29Dec03-Patrick E. Tyler - Libya's Nuclear Program Mostly Dismantled, U.N. Inspector Says By PATRICK E. TYLER
Published: December 29, 2003
LONDON, Dec. 29 — The United Nations top nuclear inspector, Mohamed ElBaradei, said today that Libya's nuclear program was years away from producing a nuclear weapon and was largely dismantled.
But Dr. ElBaradei, who heads the International Atomic Energy Agency, nonetheless expressed surprise that Libya had acquired a great deal of high-technology equipment needed to enrich uranium for use in nuclear bombs through black market transactions that have yet to be disclosed.
Advertisement "What we have seen is a program in the very initial stages of development," Dr. ElBaradei told reporters at a news conference in Tripoli. "We haven't seen any industrial-scale facility to produce highly enriched uranium, we haven't seen any enriched uranium," he added.
Dr. ElBaradei, who also met with the Libyan leader, Col. Muammar el-Qadaffi, for about half an hour, said that it was his "gut feeling" that Libya was three to seven years away from producing a nuclear weapon and added, "we are now working with them to neutralize any activities, any programs that could have led to a nuclear weapon."
Still, he added, it was "an eye opener to see how much material has been going from one country to the other, the extent of the black market network." The existence of this shadowy network of middlemen who often circumvent national export controls, he said, proved that those controls were not working.
The visit by the international team of inspectors led by Dr. ElBaradei was arranged hastily in the wake of the dramatic Dec. 19 announcement by Col. Qadaffi that in order to reach a new accord with the West, his country would disclose and dismantle its programs aimed at developing nuclear, chemical and biological weapons.
The announcement followed nine months of intensive negotiations with British and American officials, and secret visits to Libya in October and early December by experts from the British secret service and the United States Central Intelligence Agency..
President Bush and Prime Minister Tony Blair both praised Col. Qadaffi's decision, and Mr. Bush hinted that a full disarmament process in Libya could be followed by the lifting of sanctions and the normalization of relations. These steps, which Congress would have to approve, once seemed inconceivable after decades of vilification and recriminations over Libya's support for terrorism.
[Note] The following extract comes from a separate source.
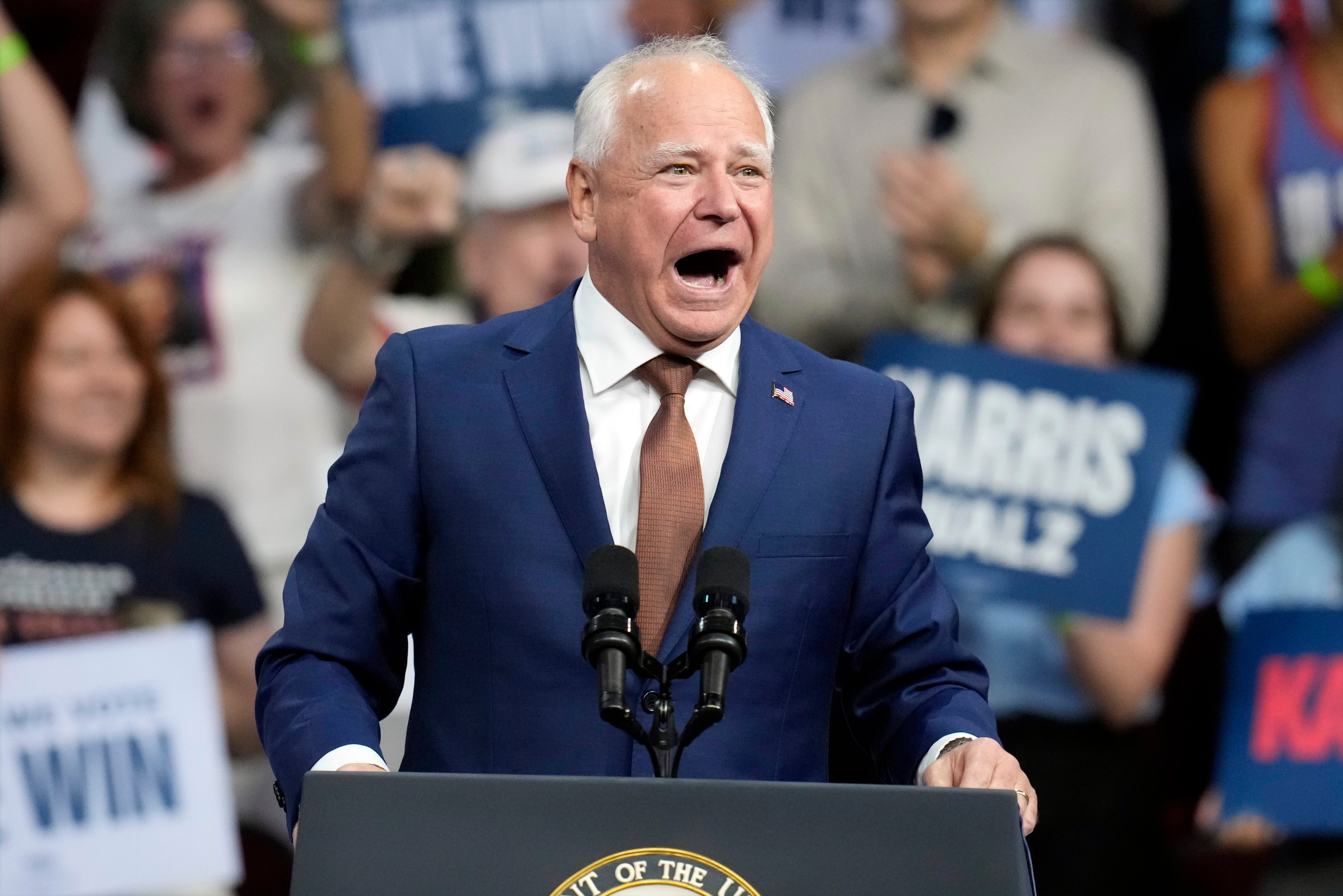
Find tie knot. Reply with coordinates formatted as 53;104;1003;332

Dr. ElBaradei's description of the Libyan nuclear program appeared more modest and less alarming than the descriptions given by Mr. Bush and Mr. Blair when they revealed that nine months of secret diplomacy had led to a breakthrough with Libya.
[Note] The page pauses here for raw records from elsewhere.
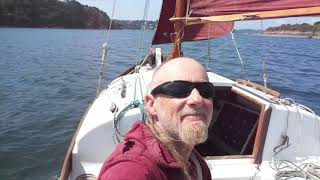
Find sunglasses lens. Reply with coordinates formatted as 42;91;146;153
151;81;214;98
162;81;192;97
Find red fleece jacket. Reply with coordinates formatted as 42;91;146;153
98;121;211;180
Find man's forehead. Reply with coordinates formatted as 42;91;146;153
153;58;208;85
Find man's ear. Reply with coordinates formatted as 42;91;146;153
144;94;157;116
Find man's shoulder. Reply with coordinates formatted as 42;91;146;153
99;160;152;180
99;141;159;179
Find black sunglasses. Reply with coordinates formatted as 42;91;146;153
151;81;214;98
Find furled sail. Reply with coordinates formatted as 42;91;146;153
153;0;320;44
152;0;233;44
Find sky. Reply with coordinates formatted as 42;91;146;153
78;0;320;30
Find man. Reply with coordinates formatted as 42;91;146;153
98;58;214;180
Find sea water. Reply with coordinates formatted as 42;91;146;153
0;28;320;180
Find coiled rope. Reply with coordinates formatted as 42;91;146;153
269;159;320;180
113;100;145;144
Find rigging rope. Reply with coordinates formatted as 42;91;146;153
139;0;149;60
96;0;117;95
260;20;268;87
230;31;249;80
269;159;320;180
113;100;145;143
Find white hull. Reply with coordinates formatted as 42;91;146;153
63;68;320;180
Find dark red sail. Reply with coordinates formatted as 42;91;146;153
152;0;320;44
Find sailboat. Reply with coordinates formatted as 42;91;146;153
60;0;320;180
Dr. ElBaradei said most of Libya's illicit nuclear equipment was "quite dismantled" and still packed in boxes.
"Luckily, I think, we are here when they have not developed a full fledged capability and luckily also they have announced that they are ready to eliminate all programs relevant to weapons of mass destruction," Dr. ElBaradei said.
At the same time today, he took the opportunity to call on North Korea to follow Libya's example.
"If a country was to show transparency and active cooperation, that can open the doors" and allow for "a complete change of face," he said, adding: "It is a lesson for North Korea to observe."